Jakarta (ANTARA News) - Sejarawan dari Universitas Indonesia Anhar Gonggong mengatakan revitalisasi Pancasila sangat diperlukan lantaran selama ini nilai-nilai dari Pancasila belum semua bisa dilaksanakan dengan baik.
"Saya tanya, `Keadilan Sosial Bagi Seluruh Rakyat Indonesia` sudah tercapai atau tidak? Jadi, revitalisasi itu sangat diperlukan," kata Anhar usai Seminar PPSA XIX/19 "Revitalisasi dan Internalisasi Nilai-nilai Pancasila Guna Membentuk Karakter Bangsa dalam Rangka Meningkatkan Ketahanan Nasional" di Gedung Lemhannas RI, Jakarta, Kamis.
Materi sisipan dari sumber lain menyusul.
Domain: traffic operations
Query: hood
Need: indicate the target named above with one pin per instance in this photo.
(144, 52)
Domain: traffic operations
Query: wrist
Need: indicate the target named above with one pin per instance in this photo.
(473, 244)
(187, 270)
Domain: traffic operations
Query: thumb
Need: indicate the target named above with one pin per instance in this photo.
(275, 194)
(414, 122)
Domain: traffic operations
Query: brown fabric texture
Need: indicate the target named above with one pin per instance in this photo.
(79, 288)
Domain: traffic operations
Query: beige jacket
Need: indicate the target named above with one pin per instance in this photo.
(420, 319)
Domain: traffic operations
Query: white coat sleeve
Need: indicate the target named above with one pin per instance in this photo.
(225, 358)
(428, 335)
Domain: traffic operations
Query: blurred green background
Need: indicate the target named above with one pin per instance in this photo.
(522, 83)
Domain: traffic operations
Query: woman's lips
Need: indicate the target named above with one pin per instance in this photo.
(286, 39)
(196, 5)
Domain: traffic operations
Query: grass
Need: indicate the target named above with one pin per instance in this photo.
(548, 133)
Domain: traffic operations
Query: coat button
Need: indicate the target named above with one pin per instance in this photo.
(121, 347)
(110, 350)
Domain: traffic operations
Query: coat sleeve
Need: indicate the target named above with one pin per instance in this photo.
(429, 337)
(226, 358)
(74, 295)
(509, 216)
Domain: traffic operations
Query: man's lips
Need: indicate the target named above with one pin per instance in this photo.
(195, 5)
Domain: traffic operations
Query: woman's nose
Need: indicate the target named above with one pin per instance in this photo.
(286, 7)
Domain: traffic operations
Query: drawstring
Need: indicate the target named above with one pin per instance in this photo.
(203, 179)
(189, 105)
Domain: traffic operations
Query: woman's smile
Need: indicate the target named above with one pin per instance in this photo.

Dalam merevitalisasi Pancasila itu, semua pemangku kepentingan di Indonesia harus ikut berperan serta termasuk partai politik (Parpol).
"Tanya ke pemerintah apa yang sudah dilakukannya, tanya ke partai politik apa yang sudah dilakukan, karena tujuan parpol kan bukan hanya sekedar berkuasa, malah seharusnya mereka juga menyosialisasikan apa itu Pancasila," tutur Anhar.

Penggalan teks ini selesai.